About Mary
Built from a calling. Shaped by what I witnessed.
“I have spent my entire life trying to get to the people who have no one fighting for them. This is just the version of that I can build to reach everyone.”
Where this started
Long before I had professional credentials, I had a conviction. I grew up in a church with a missions group that went beyond the sermon — we showed up at homeless shelters, youth programs, disaster relief sites, local outreach events, and international missions trips. Not for the optics. Because people needed us there. That calling never left me. Mary’s Mission is the version of it that can reach more people than I can physically get to — and that doesn’t stop when I leave the room.

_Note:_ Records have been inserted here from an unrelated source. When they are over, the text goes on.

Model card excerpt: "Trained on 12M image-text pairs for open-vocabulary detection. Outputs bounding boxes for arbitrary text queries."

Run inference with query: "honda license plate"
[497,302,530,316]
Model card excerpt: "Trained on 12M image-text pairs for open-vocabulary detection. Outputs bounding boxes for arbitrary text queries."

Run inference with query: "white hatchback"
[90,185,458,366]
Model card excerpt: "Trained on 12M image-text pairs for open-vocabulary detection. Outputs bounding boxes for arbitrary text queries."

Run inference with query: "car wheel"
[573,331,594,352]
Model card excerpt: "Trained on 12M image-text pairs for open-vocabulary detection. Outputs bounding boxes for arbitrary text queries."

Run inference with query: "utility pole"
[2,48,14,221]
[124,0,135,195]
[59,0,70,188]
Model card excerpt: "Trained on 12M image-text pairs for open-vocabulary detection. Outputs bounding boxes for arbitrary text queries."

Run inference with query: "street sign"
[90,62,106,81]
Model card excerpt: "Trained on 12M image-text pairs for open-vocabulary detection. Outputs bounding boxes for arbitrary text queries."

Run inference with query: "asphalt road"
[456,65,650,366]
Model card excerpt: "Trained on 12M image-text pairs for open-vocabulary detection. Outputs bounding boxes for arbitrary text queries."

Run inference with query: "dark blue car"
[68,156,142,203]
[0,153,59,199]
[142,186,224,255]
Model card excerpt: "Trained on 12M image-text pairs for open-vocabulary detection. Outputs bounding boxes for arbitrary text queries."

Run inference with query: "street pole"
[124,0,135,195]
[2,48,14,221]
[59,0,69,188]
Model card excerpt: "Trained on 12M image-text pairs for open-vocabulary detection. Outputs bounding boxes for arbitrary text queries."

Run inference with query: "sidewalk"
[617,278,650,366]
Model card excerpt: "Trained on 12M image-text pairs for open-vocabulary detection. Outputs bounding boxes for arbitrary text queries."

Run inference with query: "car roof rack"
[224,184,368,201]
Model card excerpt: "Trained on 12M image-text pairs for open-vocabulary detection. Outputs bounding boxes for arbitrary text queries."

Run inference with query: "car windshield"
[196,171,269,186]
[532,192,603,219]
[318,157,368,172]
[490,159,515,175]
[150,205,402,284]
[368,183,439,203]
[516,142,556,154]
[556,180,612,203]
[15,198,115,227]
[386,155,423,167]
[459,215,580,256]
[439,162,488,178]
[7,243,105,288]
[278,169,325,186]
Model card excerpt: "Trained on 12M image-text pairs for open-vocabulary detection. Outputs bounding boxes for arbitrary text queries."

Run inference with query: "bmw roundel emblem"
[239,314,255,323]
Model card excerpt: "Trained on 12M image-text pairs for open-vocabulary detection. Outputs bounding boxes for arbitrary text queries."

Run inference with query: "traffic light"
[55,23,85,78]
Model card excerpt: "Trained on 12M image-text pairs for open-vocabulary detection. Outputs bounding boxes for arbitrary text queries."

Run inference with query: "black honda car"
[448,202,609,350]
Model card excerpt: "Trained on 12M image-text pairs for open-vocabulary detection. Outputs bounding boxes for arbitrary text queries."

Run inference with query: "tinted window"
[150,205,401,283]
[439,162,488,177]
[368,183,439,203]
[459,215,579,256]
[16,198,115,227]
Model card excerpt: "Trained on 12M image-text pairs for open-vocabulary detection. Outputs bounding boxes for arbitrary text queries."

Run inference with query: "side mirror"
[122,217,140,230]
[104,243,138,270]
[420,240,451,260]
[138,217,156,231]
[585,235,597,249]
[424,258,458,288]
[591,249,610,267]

What I’ve done — and what I’ve seen
My professional experience is in direct care with children and vulnerable people. Not from a distance. In the room, in the moment, in the facility. As a 1:1 Paraprofessional, I worked directly with students with disabilities — reading individual plans, supporting each student’s specific needs, and learning early how much the written plan and the lived reality can differ. At Melmark, an ABA residential facility, I reviewed IEPs before compliance meetings to catch errors and verify accuracy. Melmark has distinguishing factors that demonstrate what quality care can look like: cameras throughout the facility, individualized plans, homes built to feel like homes, and staff trained on each client before touching their case. That contrast matters — because I’ve also seen the other end.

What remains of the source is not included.